The State of Connecticut also adopted Public Act 89-255, setting forth additional requirements for''threshold buildings'' as a result of the L'Ambiance Plaza building accident. Threshold buildings must have their structural designs checked by an independent structural engineer before construction begins. This "peer review" of the structural design of threshold buildings should not be confused with the requirements for special inspections during construction. Threshold building reviews are performed on the structural engineering designs before construction. Special inspections are tests of the construction materials and assembly during construction.
The Special Inspection Process
The design professional prepares a Statement of Special Inspections that must be submitted by the Owner to the Building Official at the time of application for the building permit. This Statement of Special Inspections form describes the extent of the special inspection program and the firms that will be used to perform the testing and inspections for the Special Inspector. Typically, testing laboratory and specially trained engineering personnel perform the field inspections and testing. The Special Inspector coordinates the inspections and reviews the testing and inspection reports prepared by the field inspectors.
The Special Inspector submits interim reports to the Building Official and advises him or her of any discrepancies which have not been corrected. The Special Inspector submits a final report of special inspections with a signed statement that the special inspections have been performed. This signed statement is needed prior to issuing a certificate of use and occupancy.
Owner's Role in the Special Inspection Process
The Owner is required by the building code to provide and pay for all fees and costs of the special inspections.
Building Official's Role in the Special Inspection Process
The Building Official reviews and approves the Statement of Special Inspections prior to issuing the building permit. The Official also reviews the interim and final special inspection reports.

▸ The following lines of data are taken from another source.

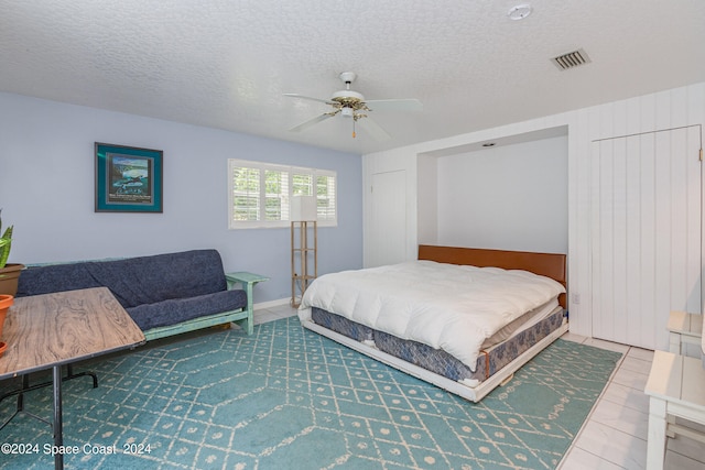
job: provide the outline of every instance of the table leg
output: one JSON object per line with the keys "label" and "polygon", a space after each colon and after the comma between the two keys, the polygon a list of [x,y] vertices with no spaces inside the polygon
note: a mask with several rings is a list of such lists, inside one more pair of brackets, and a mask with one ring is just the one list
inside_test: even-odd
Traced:
{"label": "table leg", "polygon": [[61,470],[64,468],[64,446],[63,420],[62,420],[62,367],[54,365],[54,468]]}
{"label": "table leg", "polygon": [[666,445],[665,401],[654,396],[649,401],[649,434],[647,440],[647,470],[662,470]]}

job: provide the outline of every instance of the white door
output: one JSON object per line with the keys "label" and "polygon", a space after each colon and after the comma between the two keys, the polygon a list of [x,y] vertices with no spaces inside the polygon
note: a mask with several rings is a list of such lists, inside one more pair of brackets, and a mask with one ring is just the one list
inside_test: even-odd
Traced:
{"label": "white door", "polygon": [[593,142],[593,336],[668,349],[672,309],[702,311],[701,127]]}
{"label": "white door", "polygon": [[406,261],[406,171],[372,174],[367,267]]}

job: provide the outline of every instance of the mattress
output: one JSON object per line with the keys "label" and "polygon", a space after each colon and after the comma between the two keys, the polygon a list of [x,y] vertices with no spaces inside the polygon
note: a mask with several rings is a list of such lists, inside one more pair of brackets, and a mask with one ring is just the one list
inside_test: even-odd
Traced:
{"label": "mattress", "polygon": [[375,330],[321,308],[313,308],[312,320],[316,325],[371,346],[403,361],[475,387],[558,329],[565,321],[565,313],[556,303],[550,303],[549,306],[524,315],[521,325],[516,325],[510,336],[487,349],[482,349],[474,371],[442,349]]}
{"label": "mattress", "polygon": [[357,324],[351,335],[358,340],[386,332],[444,350],[475,370],[488,340],[563,292],[527,271],[415,261],[321,276],[299,316],[311,320],[314,307],[335,313]]}

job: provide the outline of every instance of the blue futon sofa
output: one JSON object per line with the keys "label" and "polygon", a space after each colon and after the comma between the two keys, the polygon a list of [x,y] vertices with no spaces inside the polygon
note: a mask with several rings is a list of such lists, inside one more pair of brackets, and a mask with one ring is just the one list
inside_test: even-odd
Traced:
{"label": "blue futon sofa", "polygon": [[252,328],[242,289],[228,289],[217,250],[30,266],[18,297],[106,286],[148,340],[236,321]]}

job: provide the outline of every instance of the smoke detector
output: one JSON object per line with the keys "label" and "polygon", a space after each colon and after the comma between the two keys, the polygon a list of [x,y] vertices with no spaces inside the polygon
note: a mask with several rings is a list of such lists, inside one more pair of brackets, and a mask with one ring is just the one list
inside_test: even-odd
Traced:
{"label": "smoke detector", "polygon": [[511,9],[509,9],[509,11],[507,12],[507,17],[510,20],[519,21],[529,17],[533,9],[528,3],[518,4],[517,7],[512,7]]}

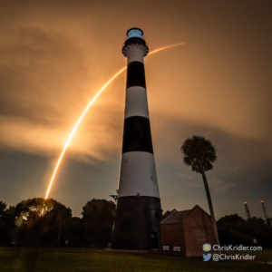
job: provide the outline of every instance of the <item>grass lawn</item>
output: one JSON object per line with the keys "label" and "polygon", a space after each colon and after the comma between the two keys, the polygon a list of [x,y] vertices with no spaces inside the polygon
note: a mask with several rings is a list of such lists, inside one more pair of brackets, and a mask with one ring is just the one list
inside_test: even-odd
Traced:
{"label": "grass lawn", "polygon": [[[243,254],[243,252],[238,252]],[[203,262],[202,257],[180,257],[158,253],[121,253],[91,248],[0,248],[0,271],[272,271],[257,261],[272,260],[272,249],[246,252],[256,261]]]}

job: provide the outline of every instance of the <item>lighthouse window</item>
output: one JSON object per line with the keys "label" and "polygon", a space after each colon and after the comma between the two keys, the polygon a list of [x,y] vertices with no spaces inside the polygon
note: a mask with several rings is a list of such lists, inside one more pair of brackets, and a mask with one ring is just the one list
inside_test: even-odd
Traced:
{"label": "lighthouse window", "polygon": [[128,33],[128,38],[141,38],[142,37],[142,32],[139,29],[131,29]]}

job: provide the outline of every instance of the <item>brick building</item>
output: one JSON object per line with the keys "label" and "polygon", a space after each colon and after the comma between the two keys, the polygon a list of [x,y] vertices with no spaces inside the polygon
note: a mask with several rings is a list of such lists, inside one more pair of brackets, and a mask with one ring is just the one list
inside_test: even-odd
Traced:
{"label": "brick building", "polygon": [[202,256],[205,243],[215,244],[211,217],[199,205],[188,210],[173,209],[160,222],[165,253]]}

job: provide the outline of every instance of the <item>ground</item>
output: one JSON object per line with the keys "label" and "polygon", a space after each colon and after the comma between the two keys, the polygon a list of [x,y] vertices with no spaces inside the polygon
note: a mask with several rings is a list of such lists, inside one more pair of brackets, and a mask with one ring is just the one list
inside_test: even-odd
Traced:
{"label": "ground", "polygon": [[[238,252],[239,254],[243,254]],[[245,252],[246,254],[248,252]],[[203,262],[159,253],[121,253],[92,248],[0,248],[1,272],[32,271],[271,271],[272,249],[250,252],[256,261]]]}

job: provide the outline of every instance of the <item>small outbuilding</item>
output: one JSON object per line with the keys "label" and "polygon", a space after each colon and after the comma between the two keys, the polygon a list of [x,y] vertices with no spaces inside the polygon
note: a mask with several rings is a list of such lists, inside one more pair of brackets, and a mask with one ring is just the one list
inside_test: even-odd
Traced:
{"label": "small outbuilding", "polygon": [[215,244],[211,217],[199,205],[188,210],[173,209],[161,220],[160,233],[164,253],[202,256],[204,244]]}

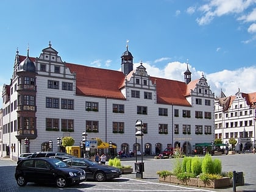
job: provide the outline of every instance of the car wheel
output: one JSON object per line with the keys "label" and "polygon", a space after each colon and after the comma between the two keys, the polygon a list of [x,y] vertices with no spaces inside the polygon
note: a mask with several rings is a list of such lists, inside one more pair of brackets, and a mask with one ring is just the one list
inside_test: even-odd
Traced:
{"label": "car wheel", "polygon": [[56,185],[59,188],[63,188],[66,185],[66,179],[63,177],[58,177],[56,179]]}
{"label": "car wheel", "polygon": [[106,180],[106,175],[102,171],[98,171],[95,174],[94,180],[98,182],[104,182]]}
{"label": "car wheel", "polygon": [[27,184],[25,178],[23,176],[20,176],[17,179],[17,184],[21,187],[25,186]]}

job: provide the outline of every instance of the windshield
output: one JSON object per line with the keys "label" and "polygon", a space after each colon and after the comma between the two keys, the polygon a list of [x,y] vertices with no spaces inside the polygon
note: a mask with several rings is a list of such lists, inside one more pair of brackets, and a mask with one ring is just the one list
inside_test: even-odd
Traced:
{"label": "windshield", "polygon": [[57,158],[51,158],[50,161],[51,163],[52,163],[52,165],[54,166],[54,168],[65,168],[69,166],[69,165],[66,163]]}

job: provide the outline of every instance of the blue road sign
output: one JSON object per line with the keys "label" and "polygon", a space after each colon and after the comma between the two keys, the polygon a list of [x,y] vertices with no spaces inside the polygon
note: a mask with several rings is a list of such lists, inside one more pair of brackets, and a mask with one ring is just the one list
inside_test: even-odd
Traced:
{"label": "blue road sign", "polygon": [[90,141],[85,141],[85,147],[90,148]]}

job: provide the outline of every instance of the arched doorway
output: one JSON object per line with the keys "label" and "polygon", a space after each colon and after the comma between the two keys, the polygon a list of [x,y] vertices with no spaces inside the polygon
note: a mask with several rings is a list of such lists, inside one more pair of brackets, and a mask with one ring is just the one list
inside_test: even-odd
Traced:
{"label": "arched doorway", "polygon": [[151,144],[146,143],[145,144],[145,155],[151,155]]}
{"label": "arched doorway", "polygon": [[162,144],[160,143],[157,143],[157,144],[155,144],[155,155],[158,155],[162,153]]}

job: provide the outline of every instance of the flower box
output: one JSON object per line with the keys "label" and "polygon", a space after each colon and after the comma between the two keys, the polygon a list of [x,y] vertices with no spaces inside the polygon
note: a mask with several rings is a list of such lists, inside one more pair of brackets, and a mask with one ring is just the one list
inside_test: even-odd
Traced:
{"label": "flower box", "polygon": [[122,174],[130,174],[133,171],[132,168],[121,168],[121,171],[122,171]]}
{"label": "flower box", "polygon": [[176,184],[182,184],[199,187],[209,187],[213,188],[219,188],[230,187],[230,179],[223,177],[221,179],[210,180],[204,182],[199,178],[190,178],[183,180],[180,180],[176,176],[168,176],[166,177],[159,177],[159,181]]}

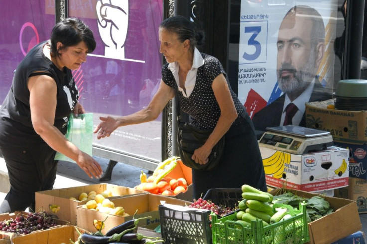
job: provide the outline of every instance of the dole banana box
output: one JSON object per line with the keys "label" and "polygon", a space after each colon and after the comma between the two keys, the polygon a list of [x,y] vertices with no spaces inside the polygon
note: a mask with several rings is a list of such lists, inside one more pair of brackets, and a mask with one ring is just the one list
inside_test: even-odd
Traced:
{"label": "dole banana box", "polygon": [[296,155],[260,145],[266,184],[316,192],[348,185],[349,152],[336,146]]}

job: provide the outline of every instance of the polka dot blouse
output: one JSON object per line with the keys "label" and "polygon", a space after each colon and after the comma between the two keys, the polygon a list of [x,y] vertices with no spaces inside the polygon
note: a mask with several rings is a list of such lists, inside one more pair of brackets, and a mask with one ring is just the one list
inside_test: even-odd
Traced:
{"label": "polka dot blouse", "polygon": [[[201,53],[205,63],[197,69],[195,87],[188,98],[179,92],[179,101],[180,109],[189,115],[190,123],[200,129],[211,129],[215,127],[220,116],[220,108],[215,99],[211,84],[214,79],[220,74],[223,73],[227,80],[238,115],[243,112],[245,108],[232,90],[227,74],[218,59]],[[166,85],[177,89],[175,78],[168,68],[168,63],[166,63],[162,67],[162,80]]]}

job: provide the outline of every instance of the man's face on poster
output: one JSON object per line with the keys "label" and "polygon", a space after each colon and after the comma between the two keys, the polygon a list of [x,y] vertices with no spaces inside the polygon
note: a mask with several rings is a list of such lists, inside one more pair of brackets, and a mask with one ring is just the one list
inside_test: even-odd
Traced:
{"label": "man's face on poster", "polygon": [[299,96],[316,74],[316,51],[311,44],[312,24],[309,18],[297,14],[287,15],[279,28],[277,76],[279,88],[288,95]]}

Contractor's Role in the Special Inspection Process
The Contractor is required to provide the quality control on the project. The Contractor is also responsible for notifying the Special Inspector when structural components are ready to be inspected. The special inspection program does not relieve the Contractor of his or her responsibilities.
Special Inspector's Role in the Special Inspection Process
As discussed, the Special Inspector implements the special inspection program through coordinating the testing with the actual construction; guides the inspection and testing activities; reviews their inspection and testing team's reports; and submits reports to the Architect, Engineer of Record, and the Building Official. At the completion of the project, the Special Inspector signs the final report.
Finding a Qualified Special Inspector
The Structural Engineer of Record (the engineer who designed the building's structural system) is best qualified to undertake this responsibility. The engineer's thorough knowledge of the particular project's structural design, unique structural requirements and special considerations will assure that critical items will receive adequate attention and be correctly constructed. The Structural Engineer of Record is also likely to be performing construction administration services during the construction phase and it is more efficient if the Structural Engineer of Record perform both services concurrently. The Structural Engineer of Record, acting as the Special Inspector, can actually better utilize testing laboratory fees and personnel for critical aspects of the structure and reduce their use on areas of lesser importance. Having the designer's knowledge of the most important connections and elements he can channel limited resources to these areas and lessen the emphasis of continuous testing for areas of lower stresses.